Baltimore County Executive Roger B. Hayden wants the power to set licensing fees transferred from the state to county government, apparently as a means of raising new revenue. But the plan appears to be in jeopardy.
The County Council already has the authority to set fees for such things as building permits, golf courses, or health inspections.
But the General Assembly sets many annual fees, including the fees for restaurant licenses and retail licenses to sell cigarettes.
Some of the fees the state sets for the county are substantially lower than those collected by Baltimore City.
This fiscal year, fees set by the state will funnel $1.08 million into the county, said Keith Dorsey, an administrative budget analyst. That equates to about 1 cent on the property tax rate of $2.86 for each $100 of assessed value.
If the county gets the authority Mr. Hayden wants, new revenues from increased fees could help balance the shortfall expected next fiscal year, which is expected to be $34.2 million to $48.2 million, depending on which tax plan the General Assembly adopts this session.

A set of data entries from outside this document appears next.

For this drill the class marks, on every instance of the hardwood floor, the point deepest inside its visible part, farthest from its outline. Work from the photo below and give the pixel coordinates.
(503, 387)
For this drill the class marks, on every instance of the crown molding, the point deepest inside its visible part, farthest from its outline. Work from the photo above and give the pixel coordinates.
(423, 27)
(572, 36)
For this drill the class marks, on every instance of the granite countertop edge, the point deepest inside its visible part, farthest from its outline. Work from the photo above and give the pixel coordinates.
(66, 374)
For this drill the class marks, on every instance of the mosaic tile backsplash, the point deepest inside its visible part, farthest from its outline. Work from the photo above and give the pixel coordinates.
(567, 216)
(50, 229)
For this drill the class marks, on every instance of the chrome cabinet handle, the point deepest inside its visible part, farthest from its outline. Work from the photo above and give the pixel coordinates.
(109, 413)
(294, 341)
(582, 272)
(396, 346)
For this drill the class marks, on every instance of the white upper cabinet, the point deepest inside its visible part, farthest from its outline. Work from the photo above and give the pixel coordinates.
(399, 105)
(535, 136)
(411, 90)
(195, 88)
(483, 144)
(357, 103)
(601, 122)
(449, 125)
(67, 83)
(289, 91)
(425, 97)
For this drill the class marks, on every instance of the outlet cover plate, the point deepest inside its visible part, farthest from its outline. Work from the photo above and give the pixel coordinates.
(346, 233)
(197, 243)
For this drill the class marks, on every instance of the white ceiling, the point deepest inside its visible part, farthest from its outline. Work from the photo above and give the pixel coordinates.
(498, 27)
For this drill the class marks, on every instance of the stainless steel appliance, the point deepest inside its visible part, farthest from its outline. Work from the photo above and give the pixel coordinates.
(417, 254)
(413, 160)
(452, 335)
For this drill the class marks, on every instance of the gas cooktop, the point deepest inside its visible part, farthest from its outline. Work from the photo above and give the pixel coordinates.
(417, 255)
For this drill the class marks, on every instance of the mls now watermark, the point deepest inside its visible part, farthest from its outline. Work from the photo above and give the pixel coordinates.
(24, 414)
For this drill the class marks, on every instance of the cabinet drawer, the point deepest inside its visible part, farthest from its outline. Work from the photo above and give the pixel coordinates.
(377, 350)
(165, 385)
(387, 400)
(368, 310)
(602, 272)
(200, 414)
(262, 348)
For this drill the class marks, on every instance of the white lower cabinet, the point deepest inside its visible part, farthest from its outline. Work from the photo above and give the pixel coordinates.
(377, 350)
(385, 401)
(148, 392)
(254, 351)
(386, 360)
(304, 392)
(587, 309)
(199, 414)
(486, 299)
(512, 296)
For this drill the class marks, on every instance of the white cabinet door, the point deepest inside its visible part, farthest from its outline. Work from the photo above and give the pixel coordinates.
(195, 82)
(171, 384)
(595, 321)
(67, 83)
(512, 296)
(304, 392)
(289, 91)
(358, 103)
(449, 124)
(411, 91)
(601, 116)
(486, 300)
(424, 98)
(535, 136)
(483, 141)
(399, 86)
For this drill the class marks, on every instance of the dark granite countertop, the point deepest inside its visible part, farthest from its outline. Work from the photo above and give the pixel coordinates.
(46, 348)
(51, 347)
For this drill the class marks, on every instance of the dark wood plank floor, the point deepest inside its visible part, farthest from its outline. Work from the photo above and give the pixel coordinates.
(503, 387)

This week, the County Council took a straw poll and supported Mr. Hayden's plan.
But one council member clearly indicated he did not want to increase the fees for the sake of simply raising revenue. "I could only see raising these fees if the costs of administering these fees increased. But I can't see raising them just for added revenue," said Council Chairman William A. Howard IV, D-6th.
But Councilman Douglas Riley, R-4th, said he agrees with the idea of giving the county "complete autonomy to use these fees to raise new revenue if needed."
The bill needs backing from the county's legislative delegation.
Patrick H. Roddy, Mr. Hayden's legislation liaison, did not return telephone calls.